In the genome-wide scan the 398 microsatellite markers that were genotyped were all di-, tri- and tetranuclotide repeats selected from the Marshfield Medical Research Foundation (Weber set 6 and 9). Map positions were derived primarily from the Marshfield integrated map. The genomic DNA was extracted with the same protocol as earlier mentioned.17 The fluorescently labeled PCR products were electrophoretically separated, either on an automated laser fluorescence DNA sequencer ABI 377 (Perkin-Elmer), with the GENESCAN (version 2.1) fragment-analysis software or by LI-COR DNA 4200 Genetic Analyzer. The alleles were identified using the GENOTYPER program (version 2.0; Perkin-Elmer) or by the genotyping software SAGA version 5.1.

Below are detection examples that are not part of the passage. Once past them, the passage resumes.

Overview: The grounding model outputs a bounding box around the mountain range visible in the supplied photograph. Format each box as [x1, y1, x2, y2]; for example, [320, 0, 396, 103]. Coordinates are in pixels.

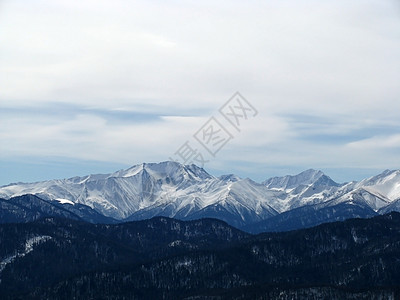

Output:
[0, 161, 400, 233]
[0, 212, 400, 300]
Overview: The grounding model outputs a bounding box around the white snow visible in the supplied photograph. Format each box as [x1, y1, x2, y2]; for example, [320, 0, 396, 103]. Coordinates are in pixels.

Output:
[55, 198, 75, 205]
[0, 162, 400, 221]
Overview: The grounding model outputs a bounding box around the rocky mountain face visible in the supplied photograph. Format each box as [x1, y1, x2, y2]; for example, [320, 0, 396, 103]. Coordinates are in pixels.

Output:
[0, 162, 400, 232]
[0, 213, 400, 299]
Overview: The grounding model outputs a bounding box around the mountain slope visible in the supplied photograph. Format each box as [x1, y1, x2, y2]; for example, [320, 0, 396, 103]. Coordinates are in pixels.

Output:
[0, 213, 400, 299]
[0, 162, 277, 226]
[0, 162, 400, 232]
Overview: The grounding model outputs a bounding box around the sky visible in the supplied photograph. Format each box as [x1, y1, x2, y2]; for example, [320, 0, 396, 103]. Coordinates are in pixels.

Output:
[0, 0, 400, 185]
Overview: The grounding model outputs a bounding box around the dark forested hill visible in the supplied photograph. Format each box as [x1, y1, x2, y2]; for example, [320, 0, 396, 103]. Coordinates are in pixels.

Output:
[0, 213, 400, 299]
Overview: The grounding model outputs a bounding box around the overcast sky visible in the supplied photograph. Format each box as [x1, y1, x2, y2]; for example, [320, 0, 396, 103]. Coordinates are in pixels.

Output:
[0, 0, 400, 185]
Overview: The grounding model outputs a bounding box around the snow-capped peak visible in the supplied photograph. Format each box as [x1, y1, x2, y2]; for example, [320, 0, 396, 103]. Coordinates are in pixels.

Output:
[263, 169, 336, 190]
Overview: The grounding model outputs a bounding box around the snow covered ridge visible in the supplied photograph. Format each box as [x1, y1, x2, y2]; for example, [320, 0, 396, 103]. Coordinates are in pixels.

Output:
[0, 161, 400, 227]
[0, 235, 52, 276]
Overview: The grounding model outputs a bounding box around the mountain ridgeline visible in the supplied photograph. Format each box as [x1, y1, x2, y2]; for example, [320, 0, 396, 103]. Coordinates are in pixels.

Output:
[0, 212, 400, 299]
[0, 162, 400, 233]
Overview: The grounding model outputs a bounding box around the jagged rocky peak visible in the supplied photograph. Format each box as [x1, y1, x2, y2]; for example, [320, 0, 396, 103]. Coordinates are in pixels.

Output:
[111, 161, 212, 182]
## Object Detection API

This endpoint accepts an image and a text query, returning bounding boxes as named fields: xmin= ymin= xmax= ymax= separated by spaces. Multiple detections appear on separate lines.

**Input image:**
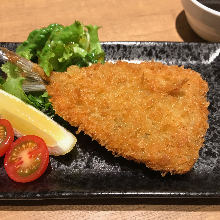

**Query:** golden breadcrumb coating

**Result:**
xmin=47 ymin=62 xmax=209 ymax=174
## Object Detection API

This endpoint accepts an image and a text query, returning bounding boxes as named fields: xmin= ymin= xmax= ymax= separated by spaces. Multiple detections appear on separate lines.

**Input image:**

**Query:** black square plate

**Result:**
xmin=0 ymin=42 xmax=220 ymax=200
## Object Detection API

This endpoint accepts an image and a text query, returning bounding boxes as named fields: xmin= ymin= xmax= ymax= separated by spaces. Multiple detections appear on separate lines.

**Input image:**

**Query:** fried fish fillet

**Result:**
xmin=47 ymin=62 xmax=209 ymax=174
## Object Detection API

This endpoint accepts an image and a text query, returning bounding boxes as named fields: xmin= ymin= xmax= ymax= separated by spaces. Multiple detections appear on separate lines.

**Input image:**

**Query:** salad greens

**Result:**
xmin=0 ymin=21 xmax=105 ymax=116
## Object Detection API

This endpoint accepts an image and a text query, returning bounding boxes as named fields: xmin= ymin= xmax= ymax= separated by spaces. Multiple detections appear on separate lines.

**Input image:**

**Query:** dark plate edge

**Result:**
xmin=0 ymin=41 xmax=220 ymax=204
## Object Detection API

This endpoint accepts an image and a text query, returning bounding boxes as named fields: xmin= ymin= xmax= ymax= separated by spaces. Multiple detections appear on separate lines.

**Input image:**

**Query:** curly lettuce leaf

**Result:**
xmin=16 ymin=21 xmax=104 ymax=76
xmin=0 ymin=21 xmax=105 ymax=116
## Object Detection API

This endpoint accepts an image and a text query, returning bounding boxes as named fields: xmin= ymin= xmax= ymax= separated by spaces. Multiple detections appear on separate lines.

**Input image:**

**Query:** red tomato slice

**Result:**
xmin=0 ymin=119 xmax=14 ymax=157
xmin=4 ymin=135 xmax=49 ymax=183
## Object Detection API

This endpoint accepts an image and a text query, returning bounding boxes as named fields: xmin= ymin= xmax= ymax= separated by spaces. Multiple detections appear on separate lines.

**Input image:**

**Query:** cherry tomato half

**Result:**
xmin=0 ymin=119 xmax=14 ymax=157
xmin=4 ymin=135 xmax=49 ymax=183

The genotype data were analyzed using five different diagnostic categories as described above using the affected only (AO) model. In the AO model, all unaffected subjects are treated as unknown in order to avoid problems caused by incomplete penetrance and genetic ambiguity of the unaffected phenotype. In parametric linkage analysis, we tested both the dominant and recessive mode of inheritance. The lifetime prevalence of BPD is 0.6–1.2% in various populations,1 and thus the prevalence of BPD is set at 1% in our analysis.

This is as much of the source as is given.